The Choice of Non-Possession
The Choice of Non-Possession
There is a fundamental reason, almost a common thread - we can call it non-possession - that runs through various articles in this issue of the DMA. It is a reminder that is all Salesian, and has even a Franciscan flavor, if we refer to the words of a famous recital on St. Francis of Assisi: "Rule 1 - We ask permission to
never have any possession."
It is a connotation of generosity which, if it becomes a lifestyle, can " make people freer, happier, and help them to look at life with more humor. Living freely strips away the desire to defend personal space, helps to re-dimension the claim to consider as "mine " what is a gift to be shared, one that belongs to everyone. It is a process of conversion that is difficult today; it is a provocation, an evangelical alternative to individualism.
The choice of non-possession, in addition to freeing one from fear of expropriation, will overcome the temptation of feeling that we are "owners" instead of "administrators". Such a view sustains the commitment to assiduous and responsible work and supports the efforts of those who know how to be responsible collaborators to complete themselves in creation. Our Rule of Life shows us a way forward with
the invitation to "submit ourselves generously to the common law of work" to make a contribution to the common good, putting at the disposition of others all that one is.
This , too, is a "sign of love" that can qualify our identity and characterize the face of our communities that are becoming more and more intercultural.
It is a choice rooted in the origins of the Institute. At Valdocco, at Mornese, “there was not a single person who educated, but the community in its wealth of gifts offered by the individual members in the integration and harmonization of differences.” This is the criteria which, along the line of recent documents, guides our journey today to “unite forces and coordinate initiatives.”
The attitude of non-possession also constitutes a training to live serenely that solitude which touches every human life and might become a threat to those who “not succeeding to free themselves from infantile attitudes of egocentricity, of self-centeredness”, assume forms of arrogance, rigidity, closure. While a healthy solitude could be “creative, fruitful, open to relationships” because “solitude and sociability are not two opposite and incompatible realities, but are, rather, complementary.”
Both inside and outside our communities there are many witnesses to non-possession.
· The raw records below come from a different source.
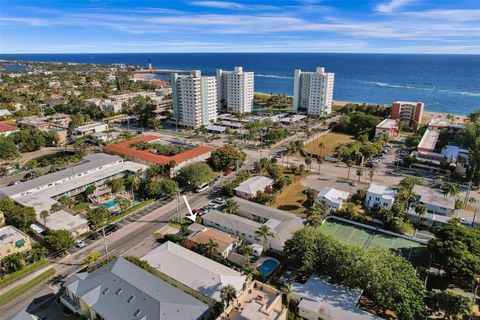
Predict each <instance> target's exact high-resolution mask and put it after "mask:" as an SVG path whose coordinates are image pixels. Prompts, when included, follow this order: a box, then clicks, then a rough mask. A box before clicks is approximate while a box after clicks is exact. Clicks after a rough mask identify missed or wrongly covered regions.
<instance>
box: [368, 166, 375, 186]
mask: <svg viewBox="0 0 480 320" xmlns="http://www.w3.org/2000/svg"><path fill="white" fill-rule="evenodd" d="M374 174H375V169H374V168H371V169H370V171H369V172H368V176H369V177H370V183H372V181H373V175H374Z"/></svg>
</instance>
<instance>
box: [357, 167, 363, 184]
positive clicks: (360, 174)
mask: <svg viewBox="0 0 480 320" xmlns="http://www.w3.org/2000/svg"><path fill="white" fill-rule="evenodd" d="M362 175H363V168H362V167H358V168H357V177H358V182H360V179H361V178H362Z"/></svg>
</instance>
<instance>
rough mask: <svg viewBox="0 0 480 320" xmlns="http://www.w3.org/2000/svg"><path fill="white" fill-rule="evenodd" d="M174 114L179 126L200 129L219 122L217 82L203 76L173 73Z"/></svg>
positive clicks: (173, 112) (177, 122) (209, 77)
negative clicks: (217, 96)
mask: <svg viewBox="0 0 480 320" xmlns="http://www.w3.org/2000/svg"><path fill="white" fill-rule="evenodd" d="M171 83H172V98H173V113H174V118H175V120H176V121H177V123H178V124H181V125H184V126H187V127H193V128H198V127H201V126H207V125H209V124H210V123H211V122H215V121H216V120H217V80H216V78H215V77H206V76H201V72H200V70H196V71H194V72H192V74H191V75H179V74H177V73H172V79H171Z"/></svg>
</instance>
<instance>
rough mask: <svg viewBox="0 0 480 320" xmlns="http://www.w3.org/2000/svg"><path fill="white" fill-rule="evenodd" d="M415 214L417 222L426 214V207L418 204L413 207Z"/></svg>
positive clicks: (419, 220)
mask: <svg viewBox="0 0 480 320" xmlns="http://www.w3.org/2000/svg"><path fill="white" fill-rule="evenodd" d="M415 212H416V213H417V214H418V221H420V217H421V216H422V215H424V214H425V213H427V207H426V206H425V204H423V203H421V202H419V203H417V205H416V206H415Z"/></svg>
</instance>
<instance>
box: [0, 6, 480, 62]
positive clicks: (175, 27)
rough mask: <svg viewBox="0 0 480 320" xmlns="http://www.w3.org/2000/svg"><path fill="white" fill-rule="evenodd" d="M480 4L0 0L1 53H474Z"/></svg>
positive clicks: (479, 25)
mask: <svg viewBox="0 0 480 320" xmlns="http://www.w3.org/2000/svg"><path fill="white" fill-rule="evenodd" d="M479 3H480V2H479V0H284V1H282V0H277V1H273V0H264V1H260V0H250V1H248V0H237V1H234V0H232V1H200V0H191V1H184V0H150V1H149V0H91V1H76V0H63V1H59V0H51V1H46V0H0V52H1V53H83V52H85V53H98V52H385V53H455V54H459V53H461V54H479V53H480V27H479V26H480V4H479Z"/></svg>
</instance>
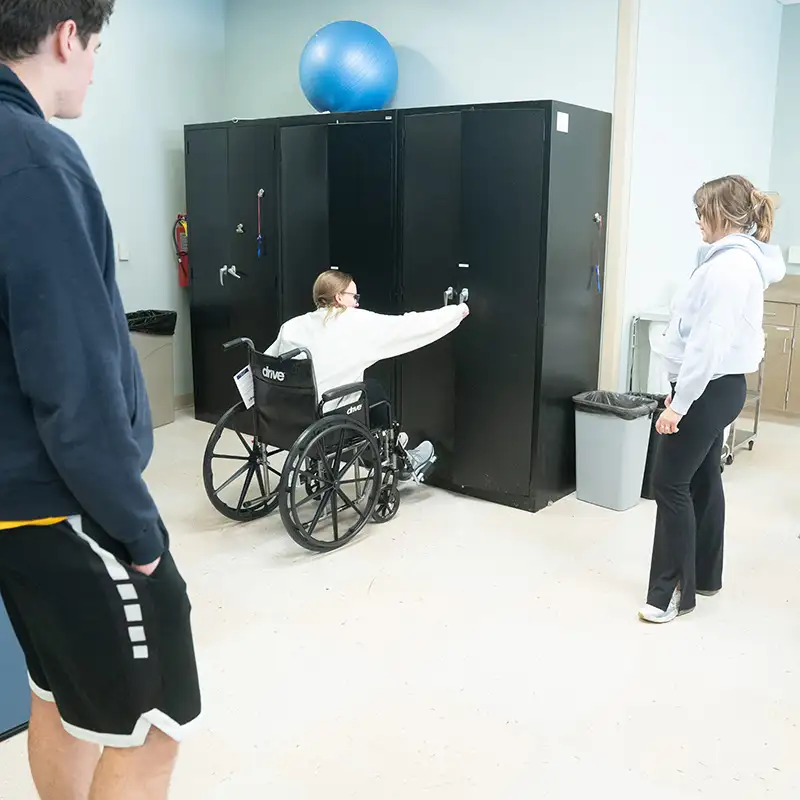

Like Maria Adele and Elio who say with conviction: “If we succeed (and we know how difficult it will be) in emptying ourselves and our egos, to place ourselves at the disposition of others, and we allow life to flow in us as an open glass ready to welcome the pure water that is offered to us each day...then we become capable of
doing things that we never imagined, because it is the Life that flows through us and fructifies the world.”